We recently partnered with American University’s Seth Gershenson in a new study to learn how teachers’ grading practices impact student achievement. Specifically, he examined whether the grading standards of Algebra I teachers in North Carolina affected students’ mastery of the relevant content, as measured by their performance on the Algebra end-of-course (EOC) exam. He also looked into whether their grading standards impacted student performance in subsequent math courses like geometry and Algebra II — and if there were particular school and teacher characteristics that predicted whether a teachers’ grading standards might be more rigorous.
Gershenson defined teachers’ grading standards in a straightforward manner: Teachers who inflate grades — meaning they tend to assign good grades to students who perform relatively poorly on the EOC — exhibit low standards, while teachers who assign lower grades than we might expect given students’ exam scores exhibit high standards.
His study resulted in five key findings:
- Students learn more from teachers who have higher grading standards.
- Teachers with higher grading standards improve their students’ performance in subsequent math classes up to two years later.
- The positive effect of higher standards impacts students of all types and in all kinds of schools. Whether black, Hispanic, white, male, or female, students learn more when taught by teachers with higher grading standards.
- Teachers who attended selective undergraduate institutions, hold graduate degrees, and have more experience tend to have higher grading standards.
- Grading standards tend to be higher in suburban schools, middle schools, and schools serving more advantaged students.
We take two key lessons from these results. First, we should use information about grading practices to improve instruction. Teachers are not to be blamed for having low grading standards when many of them don’t know where to set the bar for high-quality student work. This is not a major focus of most teacher preparation or professional development. Education Trust has provided a valuable service by taking a closer look at what teachers assign students and asking whether those tasks reflect today’s higher academic standards. Similar questions should be raised about teacher grading practices.
Likewise, schools and districts would do well to share with teachers how their grading standards compare to those of other instructors teaching the same subjects and at the same grade levels. Teachers need to know whether their expectations fail to match — or possibly surpass — those of their colleagues.

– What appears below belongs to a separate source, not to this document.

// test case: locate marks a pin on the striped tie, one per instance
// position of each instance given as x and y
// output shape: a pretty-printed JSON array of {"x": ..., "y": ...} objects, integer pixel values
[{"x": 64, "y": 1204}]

Educators might be more willing to aim higher if they knew they were off target and taught how to get closer to the bulls-eye.
Second, let’s not forget that none of this is possible without an external measure of student performance. The simple definition of grading standards used in this report can be easily calculated by schools and districts — but only if they have a summative test, such as an end-of-course exam. To its credit, North Carolina has had EOCs in place for over three decades; yet it now appears that their fate is in peril.
Let’s be honest. Most of us want teachers to have high expectations when it comes to grades, but we’re gradually making it harder, not easier, for teachers to do that. Case in point: More than one thousand colleges and universities have adopted test-optional admissions policies, including Wake Forest University and High Point University in the Tar Heel State. Proponents argue that college entrance exams provide an unfair advantage to middle- and high-income students. Not requiring them, they say, expands access for poor students and students of color.
There’s plenty of debate about whether that’s true, but one thing seems clear: Without admissions tests, grade-point averages will now matter even more, so it’s crucial that they be accurate representations of a student’s academic performance. The current push for test-optional college admissions makes it that much more difficult for high school teachers, who now face even greater pressure to be easy graders to help their students get into selective colleges.
Don’t believe it? Consider these three comments from teachers who were recently interviewed about their grading practices for the qualitative part of our study:
“It just kind of seems like now there’s so much pressure on teachers to, frankly, inflate the grade to help out a student because I know I’ve been told, ‘Hey, Mr. [name], I got a B in your class, it’s the only class I ever got a B in, and it might cost me the scholarship.’”
“It’s hard because we live in such a small community out here. Everybody knows everybody, and I don’t know if it’s an intentional pressure, but the pressure that, ‘If I say no to this person, will it bite me later on? Will I need something some day?’ And they’ll be like, ‘Well, you didn’t help my kid get his A.’”
“There’s times where I get emails from parents that are just like, ‘I demand to know the rationale behind my kid’s score. I demand to know why my kid got a B. My kid has an A in all the other classes but yours. You need to do the right thing and change their grade to an A.’”
Teachers who maintain high grading standards in the face of these pressures are true heroes. All of us should treat them as such.